The clerk vaulted the desk and sprang into the street, and I dragged the
boy back to the wire rope and we shot to the third story. The boy shrank
back. A chambermaid, crouching against the wall, her face colorless,
lowered one hand, and pointed at an open door.

"In there," she whispered.

In a mean, common room, stretched where he had been struck back upon the
bed, I found the boy who had elected to meddle in the "problems of two
governments."

In tiny jets, from three wide knife-wounds, his blood flowed slowly. His
staring eyes were lifted up in fear and in entreaty. I knew that he was
dying, and as I felt my impotence to help him, I as keenly felt a great
rage and a hatred toward those who had struck him.

I leaned over him until my eyes were only a few inches from his face.

"Schnitzel!" I cried. "Who did this? You can trust me. Who did this?
Quick!"

I saw that he recognized me, and that there was something which, with
terrible effort, he was trying to make me understand.

In the hall was the rush of many people, running, exclaiming, the noise
of bells ringing; from another floor the voice of a woman shrieked
hysterically.

At the sounds the eyes of the boy grew eloquent with entreaty, and with
a movement that called from each wound a fresh outburst, like a man
strangling, he lifted his fingers to his throat.

Voices were calling for water, to wait for the doctor, to wait for the
police. But I thought I understood.

Still doubting him, still unbelieving, ashamed of my own credulity, I
tore at his collar, and my fingers closed upon a package of oiled silk.

I stooped, and with my teeth ripped it open, and holding before him the
slips of paper it contained, tore them into tiny shreds.

The eyes smiled at me with cunning, with triumph, with deep content.
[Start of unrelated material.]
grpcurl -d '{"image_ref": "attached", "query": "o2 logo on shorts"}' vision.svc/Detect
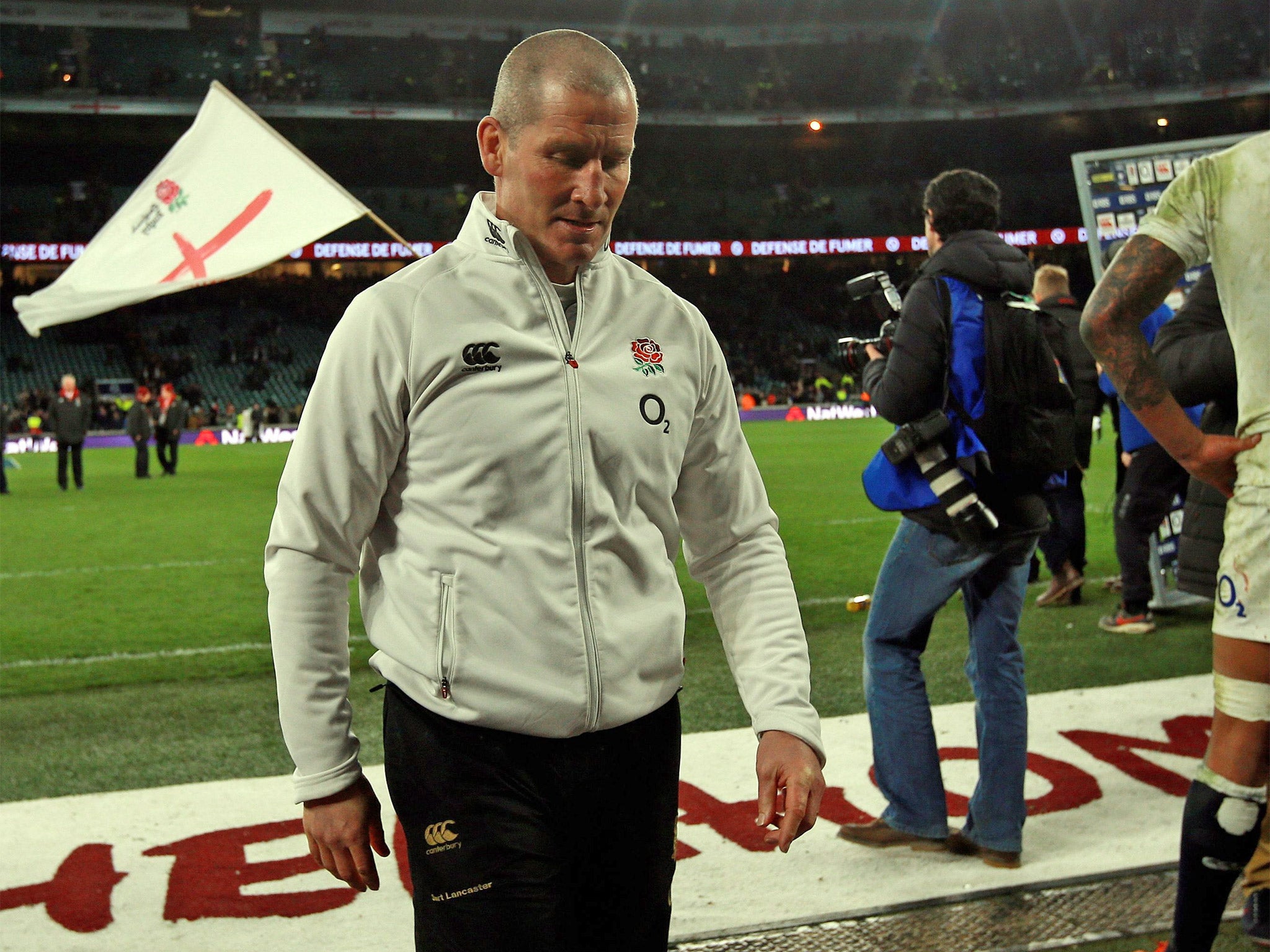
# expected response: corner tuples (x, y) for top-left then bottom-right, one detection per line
(639, 394), (670, 433)
(1217, 574), (1248, 618)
It was so like the Schnitzel I had known that I believed still he might
have strength enough to help me.

"Who did this?" I begged. "I'll hang him for it! Do you hear me?" I
cried.

Seeing him lying there, with the life cut out of him, swept me with a
blind anger, with a need to punish.

"I'll see they hang for it. Tell me!" I commanded. "Who did this?"

The eyes, now filled with weariness, looked up and the lips moved
feebly.

"My own people," he whispered.

In my indignation I could have shaken the truth from him. I bent closer.

"Then, by God," I whispered back, "you'll tell me who they are!"

The eyes flashed sullenly.

"That's my secret," said Schnitzel.

The eyes set and the lips closed.

A man at my side leaned over him, and drew the sheet across his face.